Accordingly to a recent Wall Street Journal article, artists, gallerists, and collectors are not the only ones scrutinizing the stated value of artwork. Officially known as the — appropriately bureaucratic — Art Advisory Panel of the Commissioner of Internal Revenue, the volunteer group is the Internal Revenue Service’s art world audit team, tasked with reviewing tax transactions on art worth over $50,000 that has been sold, donated, or otherwise changed hands in the past year. So are hoards of greedy art marketeers fudging the numbers for a lower tax obligation? Yes, roughly half of the transactions reviewed by the taxman have their values corrected. The panel agreed with just 51 percent of taxpayers’ filed assessments in 2012, finding fault in the declared value of nearly 200 estate pieces.
What the panel then does with these figures is review whether the taxed value of art sold or donated was correctly set. This sounds actuarial, but it can be quite important as the process is ripe for abuse. The incentive to exaggerate the value of an artwork cuts both ways, so the panel reviews assessments in a decontextualized fashion. This helps maintain the objectivity of the judgment, as in instances of inheritance or certain “off-the-market” private sales, a lower appraisal is generally advantageous, as it results in a lower tax burden, whereas in a donation, it’s just the opposite — a higher appraisal will result in a larger tax break.
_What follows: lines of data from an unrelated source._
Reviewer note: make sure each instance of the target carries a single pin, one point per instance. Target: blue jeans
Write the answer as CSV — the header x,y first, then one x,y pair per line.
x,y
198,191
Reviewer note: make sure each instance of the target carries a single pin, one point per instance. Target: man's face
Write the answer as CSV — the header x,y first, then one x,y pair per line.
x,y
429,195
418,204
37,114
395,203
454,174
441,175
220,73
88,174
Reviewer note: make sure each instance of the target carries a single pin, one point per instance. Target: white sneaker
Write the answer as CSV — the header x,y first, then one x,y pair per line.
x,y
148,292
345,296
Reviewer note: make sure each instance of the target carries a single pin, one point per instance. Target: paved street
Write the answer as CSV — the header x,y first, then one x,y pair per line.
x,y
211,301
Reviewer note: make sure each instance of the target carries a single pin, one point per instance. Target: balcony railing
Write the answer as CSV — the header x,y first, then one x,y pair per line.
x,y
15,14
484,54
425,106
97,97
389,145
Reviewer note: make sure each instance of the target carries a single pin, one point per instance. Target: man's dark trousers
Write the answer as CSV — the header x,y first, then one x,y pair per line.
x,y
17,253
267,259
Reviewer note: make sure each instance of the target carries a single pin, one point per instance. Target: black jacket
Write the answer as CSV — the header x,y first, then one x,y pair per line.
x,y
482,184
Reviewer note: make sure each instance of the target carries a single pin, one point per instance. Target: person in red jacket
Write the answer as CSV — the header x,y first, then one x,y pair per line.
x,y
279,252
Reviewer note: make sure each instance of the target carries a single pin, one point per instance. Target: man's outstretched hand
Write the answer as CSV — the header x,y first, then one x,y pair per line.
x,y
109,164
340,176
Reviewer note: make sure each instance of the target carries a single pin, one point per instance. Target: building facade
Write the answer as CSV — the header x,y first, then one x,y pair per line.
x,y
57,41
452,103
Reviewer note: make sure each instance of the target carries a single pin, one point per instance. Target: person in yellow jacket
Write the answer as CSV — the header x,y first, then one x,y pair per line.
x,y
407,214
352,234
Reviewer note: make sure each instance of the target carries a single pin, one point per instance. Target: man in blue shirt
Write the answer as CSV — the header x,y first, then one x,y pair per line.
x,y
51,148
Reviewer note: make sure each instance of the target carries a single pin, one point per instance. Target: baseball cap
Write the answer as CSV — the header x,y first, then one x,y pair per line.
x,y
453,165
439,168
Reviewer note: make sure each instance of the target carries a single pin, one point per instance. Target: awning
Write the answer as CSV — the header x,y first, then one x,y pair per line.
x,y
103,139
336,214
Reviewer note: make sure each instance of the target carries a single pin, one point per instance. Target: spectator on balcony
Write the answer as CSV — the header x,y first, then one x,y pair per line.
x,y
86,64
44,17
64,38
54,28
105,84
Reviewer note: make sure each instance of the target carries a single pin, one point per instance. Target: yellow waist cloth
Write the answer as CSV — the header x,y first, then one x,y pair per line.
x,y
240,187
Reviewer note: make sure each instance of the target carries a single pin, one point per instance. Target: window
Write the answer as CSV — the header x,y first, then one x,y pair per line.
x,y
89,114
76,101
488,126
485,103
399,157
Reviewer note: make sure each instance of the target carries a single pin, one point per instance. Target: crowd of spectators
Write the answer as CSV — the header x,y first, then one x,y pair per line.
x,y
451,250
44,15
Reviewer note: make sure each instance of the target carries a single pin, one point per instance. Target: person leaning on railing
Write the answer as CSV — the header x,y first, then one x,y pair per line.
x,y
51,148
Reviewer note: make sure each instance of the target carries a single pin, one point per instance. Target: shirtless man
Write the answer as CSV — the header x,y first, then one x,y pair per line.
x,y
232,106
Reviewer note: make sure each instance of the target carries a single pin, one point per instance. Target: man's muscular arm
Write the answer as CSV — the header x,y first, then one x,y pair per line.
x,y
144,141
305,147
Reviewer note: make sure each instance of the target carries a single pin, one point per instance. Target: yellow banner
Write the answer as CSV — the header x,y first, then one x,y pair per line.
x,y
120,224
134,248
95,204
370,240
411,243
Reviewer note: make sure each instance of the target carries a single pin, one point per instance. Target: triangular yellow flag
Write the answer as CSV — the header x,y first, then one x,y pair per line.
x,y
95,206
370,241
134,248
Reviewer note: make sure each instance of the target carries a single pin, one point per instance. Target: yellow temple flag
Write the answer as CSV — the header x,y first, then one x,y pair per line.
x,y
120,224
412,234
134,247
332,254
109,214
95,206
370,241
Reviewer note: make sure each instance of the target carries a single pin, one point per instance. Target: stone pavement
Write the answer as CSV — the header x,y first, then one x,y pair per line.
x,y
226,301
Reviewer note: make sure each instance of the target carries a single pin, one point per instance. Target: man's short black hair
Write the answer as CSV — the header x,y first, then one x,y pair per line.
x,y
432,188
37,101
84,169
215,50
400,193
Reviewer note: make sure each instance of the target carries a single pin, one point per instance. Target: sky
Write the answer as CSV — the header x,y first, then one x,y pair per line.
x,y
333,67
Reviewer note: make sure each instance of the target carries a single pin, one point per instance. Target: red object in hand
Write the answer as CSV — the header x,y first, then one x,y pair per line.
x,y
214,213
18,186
For most of us the panel is nothing to worry about. That $25 zine or $50 poster on your wall is safe. But in well-heeled circles, the advisory group is a big deal, as their decisions are opaquely rendered and nearly impossible to appeal, per the Wall Street Journal. Last year the panel reviewed 444 works worth a total of $348 million, or an average of $784,000 apiece. To put that into perspective, the average value in 2010 was $545,000 and before that, in 1992, it was approximately $136,000, revealing the startlingly degree to which art and commerce has merged in the last two decades.